Reduction in the complexity of the 2CM allowed the derivation of more stable estimates for k₃, k₄, and k₃/k₄. This was performed by assuming that the levels of free and nonspecific binding are similar across all grey matter structures in brain (Method C) or by fixing them to the levels measured in cerebellum (Method D). Both constrained methods substantially improved the reliability and inter-subject variability of k₃/k₄ estimates when compared with the unconstrained 2CM configuration. For instance, the k₃/k₄ intersubject variability in caudate—putamen decreased from 44% with the unconstrained 2CM to 15% and 12% with Method C and D, respectively. These latter values are consistent with the 14% variability in the specific to nonspecific binding ratio reported in caudate—putamen with [¹¹C]raclopride (Farde et al, 1995).
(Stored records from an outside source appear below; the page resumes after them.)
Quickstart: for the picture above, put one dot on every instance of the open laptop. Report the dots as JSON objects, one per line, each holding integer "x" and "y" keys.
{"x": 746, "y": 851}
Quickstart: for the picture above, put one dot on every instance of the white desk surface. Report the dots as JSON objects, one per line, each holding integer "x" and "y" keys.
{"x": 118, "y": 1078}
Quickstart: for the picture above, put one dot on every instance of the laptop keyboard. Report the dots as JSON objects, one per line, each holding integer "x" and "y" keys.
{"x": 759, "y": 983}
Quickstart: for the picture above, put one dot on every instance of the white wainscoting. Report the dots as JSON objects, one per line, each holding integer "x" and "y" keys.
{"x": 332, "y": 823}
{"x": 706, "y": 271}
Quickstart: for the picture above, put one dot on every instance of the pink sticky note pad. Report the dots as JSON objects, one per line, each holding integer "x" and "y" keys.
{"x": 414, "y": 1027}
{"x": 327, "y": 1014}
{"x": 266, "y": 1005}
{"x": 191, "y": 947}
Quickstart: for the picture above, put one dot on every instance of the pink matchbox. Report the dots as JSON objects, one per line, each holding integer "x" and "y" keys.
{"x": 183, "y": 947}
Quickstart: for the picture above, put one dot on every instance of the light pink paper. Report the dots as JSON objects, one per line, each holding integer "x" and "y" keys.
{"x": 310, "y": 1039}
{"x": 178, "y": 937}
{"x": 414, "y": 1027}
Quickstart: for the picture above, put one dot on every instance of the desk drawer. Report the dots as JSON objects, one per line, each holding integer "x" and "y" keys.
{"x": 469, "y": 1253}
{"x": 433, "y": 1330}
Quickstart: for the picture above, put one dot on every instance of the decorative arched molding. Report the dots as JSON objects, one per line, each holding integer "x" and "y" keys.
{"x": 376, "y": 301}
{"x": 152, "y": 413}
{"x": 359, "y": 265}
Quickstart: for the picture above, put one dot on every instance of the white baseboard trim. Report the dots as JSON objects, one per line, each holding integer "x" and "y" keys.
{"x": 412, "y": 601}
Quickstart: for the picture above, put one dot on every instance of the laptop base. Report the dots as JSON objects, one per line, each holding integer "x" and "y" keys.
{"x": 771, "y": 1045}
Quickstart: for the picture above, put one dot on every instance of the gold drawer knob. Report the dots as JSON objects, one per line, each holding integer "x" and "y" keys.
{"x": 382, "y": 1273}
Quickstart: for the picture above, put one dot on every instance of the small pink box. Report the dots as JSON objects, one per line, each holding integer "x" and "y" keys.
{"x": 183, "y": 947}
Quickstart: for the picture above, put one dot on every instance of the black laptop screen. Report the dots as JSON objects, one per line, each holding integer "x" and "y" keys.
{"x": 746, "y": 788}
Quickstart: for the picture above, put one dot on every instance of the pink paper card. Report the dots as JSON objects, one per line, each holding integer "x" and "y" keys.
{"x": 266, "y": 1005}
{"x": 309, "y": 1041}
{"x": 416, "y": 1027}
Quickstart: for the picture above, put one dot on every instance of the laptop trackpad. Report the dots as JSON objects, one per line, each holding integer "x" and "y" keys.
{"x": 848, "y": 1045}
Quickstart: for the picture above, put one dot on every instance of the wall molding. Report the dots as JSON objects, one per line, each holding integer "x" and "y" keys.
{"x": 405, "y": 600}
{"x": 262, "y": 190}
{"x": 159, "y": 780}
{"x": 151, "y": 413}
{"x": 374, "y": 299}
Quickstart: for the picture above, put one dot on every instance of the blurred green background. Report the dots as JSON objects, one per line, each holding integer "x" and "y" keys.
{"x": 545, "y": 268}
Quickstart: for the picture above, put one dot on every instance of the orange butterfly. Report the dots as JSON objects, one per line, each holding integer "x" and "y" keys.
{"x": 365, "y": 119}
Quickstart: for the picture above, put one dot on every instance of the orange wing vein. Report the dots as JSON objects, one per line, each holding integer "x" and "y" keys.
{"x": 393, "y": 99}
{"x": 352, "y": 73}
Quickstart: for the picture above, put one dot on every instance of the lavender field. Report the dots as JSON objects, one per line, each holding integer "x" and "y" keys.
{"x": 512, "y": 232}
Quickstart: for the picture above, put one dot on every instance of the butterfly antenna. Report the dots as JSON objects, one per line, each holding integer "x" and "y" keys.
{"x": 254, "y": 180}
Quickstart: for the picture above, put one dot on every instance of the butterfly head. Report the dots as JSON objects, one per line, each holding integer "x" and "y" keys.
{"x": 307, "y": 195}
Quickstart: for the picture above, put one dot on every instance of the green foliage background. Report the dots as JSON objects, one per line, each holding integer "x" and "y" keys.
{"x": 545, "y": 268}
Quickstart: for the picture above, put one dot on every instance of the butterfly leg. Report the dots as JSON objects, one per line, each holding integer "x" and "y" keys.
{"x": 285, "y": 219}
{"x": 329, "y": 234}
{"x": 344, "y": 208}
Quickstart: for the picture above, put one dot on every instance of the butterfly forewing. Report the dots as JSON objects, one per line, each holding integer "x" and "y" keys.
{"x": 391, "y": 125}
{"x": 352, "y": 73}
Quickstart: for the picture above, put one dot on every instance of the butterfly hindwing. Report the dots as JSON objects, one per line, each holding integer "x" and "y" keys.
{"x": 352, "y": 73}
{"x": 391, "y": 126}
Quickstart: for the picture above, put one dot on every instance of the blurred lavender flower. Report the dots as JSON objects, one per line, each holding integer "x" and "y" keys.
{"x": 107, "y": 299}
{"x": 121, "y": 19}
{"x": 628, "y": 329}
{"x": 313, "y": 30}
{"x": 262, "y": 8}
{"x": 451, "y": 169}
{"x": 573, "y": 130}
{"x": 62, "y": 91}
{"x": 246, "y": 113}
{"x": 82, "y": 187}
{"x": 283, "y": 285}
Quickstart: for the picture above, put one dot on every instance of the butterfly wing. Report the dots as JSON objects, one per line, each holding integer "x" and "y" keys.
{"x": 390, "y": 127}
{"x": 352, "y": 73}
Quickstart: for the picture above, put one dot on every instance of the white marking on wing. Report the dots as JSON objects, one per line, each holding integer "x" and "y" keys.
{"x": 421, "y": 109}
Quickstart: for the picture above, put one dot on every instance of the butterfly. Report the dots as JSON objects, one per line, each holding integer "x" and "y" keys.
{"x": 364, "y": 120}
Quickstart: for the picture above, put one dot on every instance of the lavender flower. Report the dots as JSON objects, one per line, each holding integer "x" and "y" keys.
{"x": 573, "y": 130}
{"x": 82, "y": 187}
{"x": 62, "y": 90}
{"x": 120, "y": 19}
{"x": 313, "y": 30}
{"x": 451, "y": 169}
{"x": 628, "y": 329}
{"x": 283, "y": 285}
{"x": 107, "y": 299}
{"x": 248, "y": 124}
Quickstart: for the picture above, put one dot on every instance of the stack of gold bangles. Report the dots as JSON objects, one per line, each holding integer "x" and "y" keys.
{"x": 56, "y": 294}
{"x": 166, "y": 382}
Although Methods C and D improved reliability of BP estimates when compared with Method B, all three methods gave similar estimates for DV_T. Both constrained kinetic methods thus provided high accuracy and low inter-individual variability in k₃/k₄ estimates as well as strong correlations between k₃/k₄ and DV_T values. Since Method D has the advantage of computational simplicity, we consider it to be the method of choice for derivation of [¹¹C]-(+)-PHNO BPs.
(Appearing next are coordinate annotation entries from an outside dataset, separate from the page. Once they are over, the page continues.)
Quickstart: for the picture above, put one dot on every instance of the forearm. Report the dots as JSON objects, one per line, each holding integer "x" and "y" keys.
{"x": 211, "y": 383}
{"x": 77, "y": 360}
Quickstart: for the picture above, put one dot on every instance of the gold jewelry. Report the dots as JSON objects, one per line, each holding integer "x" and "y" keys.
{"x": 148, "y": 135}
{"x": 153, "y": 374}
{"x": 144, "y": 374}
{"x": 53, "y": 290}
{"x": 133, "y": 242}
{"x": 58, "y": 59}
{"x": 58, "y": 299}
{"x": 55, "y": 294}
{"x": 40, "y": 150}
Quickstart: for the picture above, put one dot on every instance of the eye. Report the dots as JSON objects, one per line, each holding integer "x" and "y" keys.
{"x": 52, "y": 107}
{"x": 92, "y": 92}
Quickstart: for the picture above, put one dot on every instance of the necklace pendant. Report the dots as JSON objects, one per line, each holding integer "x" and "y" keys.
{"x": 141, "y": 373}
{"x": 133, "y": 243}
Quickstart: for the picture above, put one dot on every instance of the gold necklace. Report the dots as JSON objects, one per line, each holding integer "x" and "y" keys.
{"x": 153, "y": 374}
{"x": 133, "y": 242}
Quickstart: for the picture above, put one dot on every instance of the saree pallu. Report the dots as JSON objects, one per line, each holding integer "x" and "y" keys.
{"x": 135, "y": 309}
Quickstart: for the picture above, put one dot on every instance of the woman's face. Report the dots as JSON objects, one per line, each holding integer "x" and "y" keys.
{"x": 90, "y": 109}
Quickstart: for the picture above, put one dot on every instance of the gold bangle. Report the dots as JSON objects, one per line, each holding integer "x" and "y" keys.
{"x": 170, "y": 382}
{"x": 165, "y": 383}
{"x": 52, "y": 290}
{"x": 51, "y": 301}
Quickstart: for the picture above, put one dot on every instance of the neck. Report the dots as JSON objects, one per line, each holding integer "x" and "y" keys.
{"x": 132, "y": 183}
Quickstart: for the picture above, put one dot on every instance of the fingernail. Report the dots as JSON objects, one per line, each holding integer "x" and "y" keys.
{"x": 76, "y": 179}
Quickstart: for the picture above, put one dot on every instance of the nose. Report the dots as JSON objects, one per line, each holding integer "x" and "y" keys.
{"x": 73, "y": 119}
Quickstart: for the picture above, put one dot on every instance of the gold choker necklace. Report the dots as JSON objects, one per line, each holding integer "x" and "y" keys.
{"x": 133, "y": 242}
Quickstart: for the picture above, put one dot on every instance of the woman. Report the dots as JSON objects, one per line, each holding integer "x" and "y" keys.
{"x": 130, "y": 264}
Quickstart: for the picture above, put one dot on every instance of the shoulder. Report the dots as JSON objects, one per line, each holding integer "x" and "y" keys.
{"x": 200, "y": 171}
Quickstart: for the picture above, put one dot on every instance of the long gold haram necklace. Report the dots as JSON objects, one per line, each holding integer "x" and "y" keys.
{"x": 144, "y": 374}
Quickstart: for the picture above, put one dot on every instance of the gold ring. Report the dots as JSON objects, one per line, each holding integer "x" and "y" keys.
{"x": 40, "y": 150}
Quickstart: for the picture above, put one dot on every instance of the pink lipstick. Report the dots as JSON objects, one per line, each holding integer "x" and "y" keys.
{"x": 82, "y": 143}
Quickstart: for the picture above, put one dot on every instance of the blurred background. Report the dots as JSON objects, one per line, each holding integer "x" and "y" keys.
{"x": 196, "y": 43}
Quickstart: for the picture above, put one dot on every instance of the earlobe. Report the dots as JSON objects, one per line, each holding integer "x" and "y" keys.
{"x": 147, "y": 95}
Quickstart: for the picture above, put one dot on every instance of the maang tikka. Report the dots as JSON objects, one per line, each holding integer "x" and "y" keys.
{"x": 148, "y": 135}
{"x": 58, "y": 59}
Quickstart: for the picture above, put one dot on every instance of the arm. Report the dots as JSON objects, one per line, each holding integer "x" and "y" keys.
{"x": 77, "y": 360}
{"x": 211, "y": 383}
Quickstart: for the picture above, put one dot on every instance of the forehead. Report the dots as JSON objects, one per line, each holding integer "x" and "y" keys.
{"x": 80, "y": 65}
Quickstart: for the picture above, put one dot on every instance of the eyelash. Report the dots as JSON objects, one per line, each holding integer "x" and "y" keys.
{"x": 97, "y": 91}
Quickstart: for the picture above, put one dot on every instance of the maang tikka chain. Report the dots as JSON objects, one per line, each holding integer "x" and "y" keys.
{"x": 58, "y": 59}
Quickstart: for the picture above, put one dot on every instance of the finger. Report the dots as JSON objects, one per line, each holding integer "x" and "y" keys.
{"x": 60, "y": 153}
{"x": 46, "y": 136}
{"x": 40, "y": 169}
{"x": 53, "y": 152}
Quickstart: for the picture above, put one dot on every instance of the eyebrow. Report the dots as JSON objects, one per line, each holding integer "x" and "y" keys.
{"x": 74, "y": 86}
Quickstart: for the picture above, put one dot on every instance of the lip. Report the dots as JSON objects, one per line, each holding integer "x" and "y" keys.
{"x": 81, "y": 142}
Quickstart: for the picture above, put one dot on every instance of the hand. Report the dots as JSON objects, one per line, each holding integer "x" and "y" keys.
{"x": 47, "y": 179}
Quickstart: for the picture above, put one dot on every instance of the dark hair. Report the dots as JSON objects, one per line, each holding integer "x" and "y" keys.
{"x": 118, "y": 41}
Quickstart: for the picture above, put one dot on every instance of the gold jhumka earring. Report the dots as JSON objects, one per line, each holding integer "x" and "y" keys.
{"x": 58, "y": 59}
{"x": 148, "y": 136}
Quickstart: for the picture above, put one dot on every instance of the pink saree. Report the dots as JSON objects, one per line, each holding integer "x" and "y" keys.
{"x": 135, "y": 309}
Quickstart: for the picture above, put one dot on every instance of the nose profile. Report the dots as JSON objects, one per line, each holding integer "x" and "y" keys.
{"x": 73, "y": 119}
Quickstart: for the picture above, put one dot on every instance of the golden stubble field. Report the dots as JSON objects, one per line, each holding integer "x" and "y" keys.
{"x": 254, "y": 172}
The rank order of [¹¹C](+)-PHNO BP values (cerebellum < caudate < putamen < VST < GP) conforms to the densities of D₂ receptors reported in the post-mortem human brain. Detailed autoradiography studies of the anatomic distribution of D₂ receptors in human, using [¹²³I]epidepride and [³H]spiperone, have demonstrated that the caudate, putamen, and nucleus accumbens contain the highest densities of D₂ receptors (Camps et al, 1989; De Keyser et al, 1988; Gurevich and Joyce, 1999; Kessler et al, 1993; Murray et al, 1994). Lower but still significant D₂-receptor densities were detected in GP, which represented 5% to 20% of that measured in caudate-putamen, while the thalamus, hypothalamus, amygdala, and cerebral cortex showed the lowest densities, representing 5% to 20% of that measured in caudate—putamen. It is however noteworthy that most studies on the brain distribution of D₂ receptors have used radioligands, which not only have high affinity for the D₂ but also for the D₃ receptors. For example, [¹²³I]epidepride and [³H]spiperone both have picomolar affinities for both receptor subtypes (Sokoloff et al, 1990; Vile et al, 1995), suggesting that autoradiography data obtained with these radioligands actually reflect the mixed distribution of both D₂ and D₃-receptor subtypes in brain. One striking observation of our study was the conspicuously high level of [¹¹C]-(+)-PHNO binding in GP, a region that does not stand out as having a particularly high D₂-receptor density in vitro and that has been scarcely studied using PET or SPECT. Radioligands such as [¹¹C]raclopride and [¹²³I]IBZM, which display nanomolar affinity for the D_2/3 receptors, may not have a sufficiently high affinity to detect the relatively modest D₂-receptor concentrations in GP. Most studies using radioligands such as [¹¹C]FLB457, [¹⁸F]Fallypride, or [¹²³I]epidepride, which display picomolar affinities for both the D₂ and D₃ receptors, have enabled the identification of regions with low density of D₂ receptors such as amygdala, neocortex, and thalamus (Farde et al, 1997; Fujita et al, 1999; Mukherjee et al, 2002) but did not report on the visualization of GP in vivo. Only one PET study, using [¹¹C]FLB457 in human, clearly identified GP as a region with high D_2/3 binding, with a binding only slightly less than that measured in caudate—putamen (Okubo et al, 1999).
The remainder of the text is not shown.